Tuesday, 26 February 2013

Just sit and watch the visual music.

Just sit and watch the visual music.


The author of On an Overgrown Path has been discussing the current head-scratching on ways to attract a new younger public to classical music. One tried and tested Zen option is quite simple. Invite them to just sit and listen. I would re-phrase that. By means of a video-clip, invite them to sit, listen and watch the visual music. I'll come back to this later. Just looking at the perspective, calm water and colour of Bob's header image makes you want to sit and experience this stillness, even without any music. After only five seconds you'll feel better. Try it here.

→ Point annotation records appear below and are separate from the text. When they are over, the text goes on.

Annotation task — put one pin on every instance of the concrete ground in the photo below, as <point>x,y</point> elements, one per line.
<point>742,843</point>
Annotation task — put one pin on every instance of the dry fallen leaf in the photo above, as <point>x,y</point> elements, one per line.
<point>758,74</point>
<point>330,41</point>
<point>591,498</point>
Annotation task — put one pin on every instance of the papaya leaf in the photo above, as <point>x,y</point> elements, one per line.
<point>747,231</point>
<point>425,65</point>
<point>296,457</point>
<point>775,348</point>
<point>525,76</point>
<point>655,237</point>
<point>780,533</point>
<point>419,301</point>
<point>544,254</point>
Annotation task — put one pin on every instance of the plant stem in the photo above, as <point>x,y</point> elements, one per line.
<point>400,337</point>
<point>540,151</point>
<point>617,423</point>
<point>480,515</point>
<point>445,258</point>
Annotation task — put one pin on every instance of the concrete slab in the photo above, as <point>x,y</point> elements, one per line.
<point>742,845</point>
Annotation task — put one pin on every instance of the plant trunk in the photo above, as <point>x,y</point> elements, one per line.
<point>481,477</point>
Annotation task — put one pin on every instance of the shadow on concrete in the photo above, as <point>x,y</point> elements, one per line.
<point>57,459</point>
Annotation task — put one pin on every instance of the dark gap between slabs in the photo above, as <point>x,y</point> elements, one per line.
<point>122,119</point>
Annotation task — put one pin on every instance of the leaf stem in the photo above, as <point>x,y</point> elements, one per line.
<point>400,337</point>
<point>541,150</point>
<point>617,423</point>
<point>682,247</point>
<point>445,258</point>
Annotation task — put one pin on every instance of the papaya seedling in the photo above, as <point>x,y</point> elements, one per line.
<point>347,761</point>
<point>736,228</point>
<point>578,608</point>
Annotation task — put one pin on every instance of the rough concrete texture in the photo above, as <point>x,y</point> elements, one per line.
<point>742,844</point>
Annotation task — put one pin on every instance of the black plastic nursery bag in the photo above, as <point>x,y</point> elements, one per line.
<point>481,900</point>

Concert halls are not the only places to find a sanctuary for inner peace, as a refuge from the urban stress of our increasingly fragmented world (to paraphrase Jane Moss of the white light festival). Many old factories or warehouses are now being put to use as smaller concert venues or "clubs" for classical music. The Amsterdam Yellow Lounge concept is just one example. You could moan about this being a promotional tool of Universal Music, but young people flock there for the atmosphere. With a drink in their hand, they will lounge or stand for ages, totally focussed on the music, quiet as mice, except for the accidental shattering of a beer glass occasionally

In such an informal atmosphere it's so natural to offer a few words of introduction before each piece. Young people love this contact with the real person behind the instrument. Daniel Hope does this well, Pekka Kuusisto adds a quirky sense of humour, even the intellectual Pierre-Laurent Aimard turns out to be warm, humorous and so happy to share gems of information. This routine could be one of the keys to the engagement of a new audience. But the quality of the music and the passion with which it's played is not compromised. It's the real thing, demands full attention and gets it.
A few words on live kinetic painting with Pierre-Laurent Aimard at the Yellow Lounge.

Young people have grown up in a world of visual attractions of all sorts, from MTV to YouTube and much more. A new track in pop music is inconceivable without visuals. Yet despite hints from Wagner, Scriabin, Kandinsky, Walt Disney, Simon Rattle, Pierre-Laurent Aimard and Bob Singleton, classical music programmers have been slow to employ this obvious "hook". When they do, many video-projections fail to fully integrate or harmonise with the music, as a visual counterpoint.



From Sofia Gubaidulina’s Garden of Joys and Sorrows. Image the musicians sitting in the green centre.


Audiences (young and old) tell me that my live kinetic painting to music transports them into another world. Because my visuals are conceived with the score and follow it closely, they feel that they can see the music. I'm offering them an added insight, in addition to the aural perception. The kinetic painting is abstract enough to allow the imagination to roam and there's something about the flow of the water-colours with the music that draws you in and provokes a visceral reaction. You feel it in your guts. They come away enlightened, back from that other world where they find inner peace, recharged with dopamine from a Gesamtkunst experience. With these audio-visual performances, sitting or standing still for a long time is not a problem. Does this sound like PR blurb? Well, ask any of them. Here’s one comment:

"I was aware of the quiet concentration of the other spectators. Very quiet, but in a natural way, not an imposed silenced. The colours, the rhythm, the world and atmosphere that you conjured up were so powerfully absorbing, that I found myself drawn into a timeless state. Time and space ceased to exist - just colour, shapes, movement and music as one whole. As I watched, I found myself becoming part of what I was watching - perhaps it sounds silly, but I felt part of a greater Oneness."

Takemitsu’s Black Rain, performed in Korea with the Sejong string ensemble in 2007 on August 6th, the anniversary of the atomic bomb on Hiroshima. Imagine the “shock waves” of paint, slowly spreading outwards over the desolation of the city. The red Japanese flag turns white in an awful silence.

This synergy of painting and music may help us to fulfill a basic need: to slow....down and cherish the moment. Try watching the video below, full screen. This music may not be to your taste and it may be a challenge to sit still for eight minutes, but let's just run this test. Focus on the screen. Turn the sound up (the first two minutes are barely audible). In this case there's no real painting, simply organized flowThis is about as slow as you can make it. If your coffee gets cold, I've made my point! (Go to YouTube for other, more dynamic examples).

 Meditation on the beginning of Górecki's Symphony no.3 (Sorrowful Songs). A lament on the tragedy of a mother's loss of her child and of a child separated from her mother in a Gestapo prison cell.
London Sinfonietta. Conductor David Zinman.